Comment 5 for bug 1024435

Revision history for this message
Tobias Hoffmann (smilingthax) wrote :

I'm the one currently working on the new libqpdf-based pdf-implementation.

The old implementation of pdftopdf does not duplicate that much of poppler, but it has a class structure that /parallels/ the poppler document representation, because poppler was never built to /output/ pdfs, but pdftopdf has to! This is done by all the P2P*-classes in pdftopdf: They can actually recreate the pdf-objects that poppler parsed.
So there is quite tight coupling of pdftopdf to the poppler internals, but there are much less eyes looking at pdftopdf than are looking at the poppler-code.
This make maintainance of pdftopdf tedious across changes between poppler versions.
IMO this current state does not benefit security at all.
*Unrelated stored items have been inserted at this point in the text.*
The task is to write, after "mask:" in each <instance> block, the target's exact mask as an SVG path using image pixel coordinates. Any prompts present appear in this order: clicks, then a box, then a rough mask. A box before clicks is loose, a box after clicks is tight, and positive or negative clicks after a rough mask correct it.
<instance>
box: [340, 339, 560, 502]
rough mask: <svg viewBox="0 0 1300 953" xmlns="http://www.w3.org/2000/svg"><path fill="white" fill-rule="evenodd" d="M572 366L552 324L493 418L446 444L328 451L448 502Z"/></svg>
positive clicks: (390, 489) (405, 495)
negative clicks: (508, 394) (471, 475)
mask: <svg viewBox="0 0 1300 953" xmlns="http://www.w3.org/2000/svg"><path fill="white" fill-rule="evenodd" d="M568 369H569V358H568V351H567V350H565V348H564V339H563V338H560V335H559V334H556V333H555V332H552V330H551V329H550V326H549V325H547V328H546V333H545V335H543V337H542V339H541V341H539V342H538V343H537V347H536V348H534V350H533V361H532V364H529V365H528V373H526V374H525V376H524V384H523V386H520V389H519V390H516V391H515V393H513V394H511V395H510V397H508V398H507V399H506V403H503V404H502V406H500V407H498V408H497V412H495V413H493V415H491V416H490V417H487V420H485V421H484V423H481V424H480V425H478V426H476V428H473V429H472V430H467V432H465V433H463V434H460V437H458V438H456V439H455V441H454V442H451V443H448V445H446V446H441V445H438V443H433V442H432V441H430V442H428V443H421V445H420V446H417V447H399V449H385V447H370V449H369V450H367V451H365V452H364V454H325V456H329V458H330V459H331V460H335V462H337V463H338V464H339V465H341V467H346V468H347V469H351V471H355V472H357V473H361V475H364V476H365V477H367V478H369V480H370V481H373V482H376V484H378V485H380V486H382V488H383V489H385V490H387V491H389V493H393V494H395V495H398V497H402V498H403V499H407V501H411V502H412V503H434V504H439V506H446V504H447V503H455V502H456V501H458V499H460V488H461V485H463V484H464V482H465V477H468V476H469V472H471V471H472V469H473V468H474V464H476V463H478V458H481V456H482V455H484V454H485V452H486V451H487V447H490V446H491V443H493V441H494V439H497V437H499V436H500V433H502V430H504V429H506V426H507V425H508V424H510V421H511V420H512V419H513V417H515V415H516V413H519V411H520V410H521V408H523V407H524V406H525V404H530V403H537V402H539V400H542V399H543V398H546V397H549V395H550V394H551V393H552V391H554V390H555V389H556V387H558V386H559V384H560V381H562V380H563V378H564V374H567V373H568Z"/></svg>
qpdf is extensively tested, and built for the job: It provides an c++-object-oriented interface to the pdf-objects, but does not interpret their contents, except for the very basic structure (root catalog, pages tree), and neither does the new pdftodf -- because it does not have to. Basically all the transformations can be done without actually looking at the exact values from the input pdf; it's either pass-it-through or throw-it-away. That means: The actual code surface actually "exposed" to potentially dangerous inputs is quite small.